Dina, Soul Steeper also lets us have a sacrifice engine, but it costs 1 colorless mana, where Woe Strider is free. In a pinch, Dina will do. If we have Bastion of Remembrance, we can win even faster. When a creature we control dies, each opponent loses 1 life, and we gain 1 life. So if we have Vito out (or any of the others), it’s yet another point of damage. We also, finally, have Hunt for Specimens that creates a 1/1 Pest, and also triggers Learn.

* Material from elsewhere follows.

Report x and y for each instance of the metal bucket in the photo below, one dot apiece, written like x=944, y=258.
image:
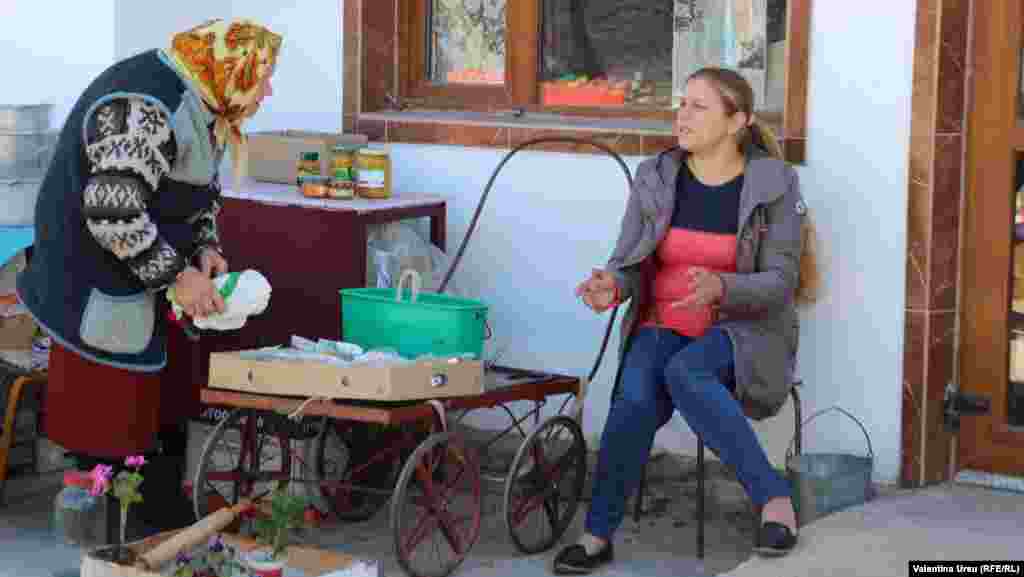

Our Lesson of choice is Pest Summoning, which gives us two 1/1 Pests. The combo for this deck is really clear, and easy to see. We have several options for everything we do. We can just swing until people have to block and kill our creatures, we have several ways to get Pests, and also several engines for the free damage/loss of life. That’s why this deck is so wonderful.

Deck


4 Dina, Soul Steeper

4 Blex, Vexing Pest

4 Callous Bloodmage

3 Marauding Blight-Priest

2 Vito, Thorn of the Dusk Rose

3 Woe Strider

2 Daemogoth Titan

3 Village Rites

4 Hunt for Specimens

2 Tend the Pests

4 Bastion of Remembrance

2 Mortality Spear

4 Darkbore Pathway

5 Forest

4 Necroblossom Snarl

7 Swamp

3 Temple of Malady

Sideboard


3 Chainweb Aracnir

2 Scavenging Ooze

3 Deathless Knight

2 Duress

2 Heartless Act

1 Return to Nature

2 Pest Summoning

Final Thoughts


This should be a pretty easy deck to get started. The only downside is that most of the good cards require 3 mana. So you have to get going, and never stop ramping forward. If you can get an engine in play, a sacrifice method, and your Pests, you can win in one shot. Or you can win slowly but surely. Both ways work, but I prefer to just obliterate someone in one swoop. It’s just satisfying.